Documentation
¶
Overview ¶
Package stringutil provides string manipulation utilities.
The package is organized into several categories:
Search and Indexing ¶
Functions for finding substrings and patterns:
indices := stringutil.AllIndexes("banana", "an") // [1, 3]
ok := stringutil.HasAnyPrefix(s, "http://", "https://")
ok := stringutil.ContainsAll(s, "foo", "bar")
Transformation ¶
Functions for transforming strings:
reversed := stringutil.Reverse("hello") // "olleh"
truncated := stringutil.Truncate(s, 100, "...")
padded := stringutil.PadLeft("42", 5, '0') // "00042"
Validation ¶
Functions for checking string properties:
if stringutil.IsNumeric(s) { ... }
if stringutil.IsAlpha(s) { ... }
if stringutil.IsPalindrome(s) { ... }
Similarity (see similarity.go) ¶
Algorithms for measuring string similarity:
distance := stringutil.LevenshteinDistance("kitten", "sitting") // 3
score := stringutil.JaroWinklerSimilarity("martha", "marhta") // ~0.96
coefficient := stringutil.DiceCoefficient("night", "nacht")

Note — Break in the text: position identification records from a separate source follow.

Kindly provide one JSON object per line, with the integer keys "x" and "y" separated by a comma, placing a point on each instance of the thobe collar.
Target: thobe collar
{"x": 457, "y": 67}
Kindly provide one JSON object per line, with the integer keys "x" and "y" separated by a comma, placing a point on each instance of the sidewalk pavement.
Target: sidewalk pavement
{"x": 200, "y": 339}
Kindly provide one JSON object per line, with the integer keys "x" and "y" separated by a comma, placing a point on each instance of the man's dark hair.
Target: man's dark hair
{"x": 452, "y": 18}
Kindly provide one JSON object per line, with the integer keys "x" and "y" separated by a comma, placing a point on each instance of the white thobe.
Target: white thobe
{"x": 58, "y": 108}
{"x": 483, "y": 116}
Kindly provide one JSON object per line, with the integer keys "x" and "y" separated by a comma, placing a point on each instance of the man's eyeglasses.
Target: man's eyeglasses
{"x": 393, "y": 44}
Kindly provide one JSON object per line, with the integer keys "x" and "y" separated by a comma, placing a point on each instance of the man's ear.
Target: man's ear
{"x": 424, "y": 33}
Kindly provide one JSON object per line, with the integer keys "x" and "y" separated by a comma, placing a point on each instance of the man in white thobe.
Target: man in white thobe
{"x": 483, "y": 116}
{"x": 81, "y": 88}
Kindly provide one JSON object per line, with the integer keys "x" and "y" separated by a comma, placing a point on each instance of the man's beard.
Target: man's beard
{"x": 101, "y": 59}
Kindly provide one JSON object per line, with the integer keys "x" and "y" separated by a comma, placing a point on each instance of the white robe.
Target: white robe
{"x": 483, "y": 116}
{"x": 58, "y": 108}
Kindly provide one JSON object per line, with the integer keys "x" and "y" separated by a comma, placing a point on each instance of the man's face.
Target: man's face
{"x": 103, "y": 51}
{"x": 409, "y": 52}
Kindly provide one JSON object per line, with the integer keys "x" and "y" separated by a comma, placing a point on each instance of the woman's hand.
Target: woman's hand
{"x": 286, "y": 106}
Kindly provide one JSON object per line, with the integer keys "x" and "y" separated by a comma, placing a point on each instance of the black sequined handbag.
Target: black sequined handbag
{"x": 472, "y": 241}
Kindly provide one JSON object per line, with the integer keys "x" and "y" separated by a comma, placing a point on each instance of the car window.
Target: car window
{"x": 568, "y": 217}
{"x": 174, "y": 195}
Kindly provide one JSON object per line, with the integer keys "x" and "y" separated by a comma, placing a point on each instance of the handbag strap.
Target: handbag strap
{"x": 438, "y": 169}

All functions are designed to be nil-safe and handle edge cases gracefully.
Index ¶
- func AllIndexes(s, substr string) []int
- func Between(s, start, end string) (string, bool)
- func BetweenAll(s, start, end string) []string
- func CamelCase(s string) string
- func Capitalize(s string) string
- func CommonPrefix(strs ...string) string
- func CommonSuffix(strs ...string) string
- func ContainsAll(s string, substrs ...string) bool
- func ContainsAny(s string, substrs ...string) bool
- func CosineSimilarity(s1, s2 string, n int) float64
- func CountLines(s string) int
- func DamerauLevenshteinDistance(s1, s2 string) int
- func Dedent(s string) string
- func DiceCoefficient(s1, s2 string) float64
- func HammingDistance(s1, s2 string) int
- func HasAnyPrefix(s string, prefixes ...string) bool
- func HasAnySuffix(s string, suffixes ...string) bool
- func Indent(s, prefix string) string
- func IsASCII(s string) bool
- func IsAlpha(s string) bool
- func IsAlphanumeric(s string) bool
- func IsBlank(s string) bool
- func IsEmpty(s string) bool
- func IsLower(s string) bool
- func IsNumeric(s string) bool
- func IsPalindrome(s string, normalize bool) bool
- func IsPrintable(s string) bool
- func IsUpper(s string) bool
- func JaroSimilarity(s1, s2 string) float64
- func JaroWinklerSimilarity(s1, s2 string, prefixScale float64) float64
- func Join(elems []string, sep string) string
- func KebabCase(s string) string
- func LevenshteinDistance(s1, s2 string) int
- func LevenshteinSimilarity(s1, s2 string) float64
- func Lines(s string) []string
- func LongestCommonSubsequence(s1, s2 string) int
- func LongestCommonSubstring(s1, s2 string) string
- func NthRune(s string, n int) (rune, bool)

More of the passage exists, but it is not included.